Bombed
if you do, Bombed if you Don't
The latest National
Intelligence Estimate has been greeted by a mixture of relief and alarm.
As I have been saying all along,
Iran
indeed poses no quantifiable imminent nuclear threat to us or her neighbors.
It is with much alarm, however, that we see the administration continue to
ratchet up the war rhetoric as if nothing has changed.
Indeed nothing has
changed from the administration's perspective, as they have had this latest
intelligence report for some time. Only this week has it been made known
to the public. They want it both ways with Iran. On the one hand, they discredit the report entirely, despite it being
one of the most comprehensive intelligence reports on the subject, with over
1,000 source notes in the document. On the other hand, when discrediting
it fails, they claim that the timing of the abandonment of the weapons
program, just as we were invading Iraq, means our pressure must have worked, so we must keep it up with a new round of
even tougher sanctions. Russia and China are not buying this, apparently, and again we are finding ourselves on a lonely
tenuous platform on the world stage.
The truth is
Iran
is being asked to do the logically impossible feat of proving a negative.
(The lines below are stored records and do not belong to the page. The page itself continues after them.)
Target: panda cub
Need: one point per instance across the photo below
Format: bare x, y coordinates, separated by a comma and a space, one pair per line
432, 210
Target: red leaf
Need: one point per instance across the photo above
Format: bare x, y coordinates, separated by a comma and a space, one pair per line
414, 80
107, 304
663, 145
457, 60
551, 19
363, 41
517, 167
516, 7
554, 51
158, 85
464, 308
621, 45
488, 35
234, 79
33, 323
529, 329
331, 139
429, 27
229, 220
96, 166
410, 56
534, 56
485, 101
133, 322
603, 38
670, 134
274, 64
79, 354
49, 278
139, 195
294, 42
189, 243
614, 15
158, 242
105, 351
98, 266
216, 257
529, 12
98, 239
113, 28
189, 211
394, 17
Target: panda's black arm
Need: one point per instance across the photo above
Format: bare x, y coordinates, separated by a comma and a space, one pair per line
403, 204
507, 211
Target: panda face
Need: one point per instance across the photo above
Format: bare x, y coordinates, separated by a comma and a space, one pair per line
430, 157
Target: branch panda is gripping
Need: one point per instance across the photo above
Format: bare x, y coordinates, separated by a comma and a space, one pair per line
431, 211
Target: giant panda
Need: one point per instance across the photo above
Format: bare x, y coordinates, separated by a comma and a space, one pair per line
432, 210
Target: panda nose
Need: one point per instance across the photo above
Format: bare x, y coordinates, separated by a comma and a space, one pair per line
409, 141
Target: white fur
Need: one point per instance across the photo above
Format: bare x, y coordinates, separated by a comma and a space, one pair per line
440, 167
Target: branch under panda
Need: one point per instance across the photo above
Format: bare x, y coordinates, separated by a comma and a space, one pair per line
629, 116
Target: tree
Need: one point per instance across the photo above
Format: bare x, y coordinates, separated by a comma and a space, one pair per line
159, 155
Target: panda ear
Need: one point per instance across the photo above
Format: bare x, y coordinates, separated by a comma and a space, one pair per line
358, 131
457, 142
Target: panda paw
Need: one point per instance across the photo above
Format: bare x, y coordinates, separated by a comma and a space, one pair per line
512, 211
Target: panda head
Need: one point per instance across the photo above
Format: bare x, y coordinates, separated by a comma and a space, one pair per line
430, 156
They are being presumed guilty until proven innocent because there is no
evidence with which to indict them. There is still no evidence that
Iran, a signatory of the Nuclear Non-Proliferation Treaty, has ever violated the
treaty's terms – and the terms clearly state that
Iran
is allowed to pursue nuclear energy for peaceful, civilian energy needs.
The
United States
cannot unilaterally change the terms of the treaty, and it is unfair and unwise
diplomatically to impose sanctions for no legitimate reason.
Are we to think that
Iran
hasn't noticed the duplicitous treatment being received by so-called nuclear
threats around the globe? If they have been paying attention, and I think
they have, they would see that if countries do have a nuclear weapon, they tend
to be left alone, or possibly get a subsidy, but if they do not gain such a
weapon then we threaten them. Why wouldn't they want to pursue a
nuclear weapon if that is our current foreign policy? The fact remains,
there is no evidence they actually have one, or could have one any time soon,
even if they immediately resumed a weapons program.
Our badly misguided
foreign policy has already driven this country's economy to the brink of
bankruptcy with one war based on misinformation. It is unthinkable that
despite lack of any evidence of a threat, some are still charging headstrong
into yet another war in the Middle East when what we ought to be doing is coming
home from
Iraq,
coming home from
Korea,
coming home from
Germany
and defending our own soil. We do not need to be interfering in the
internal affairs of other countries and waging war when honest trade,
friendship, and diplomacy are the true paths to peace and prosperity.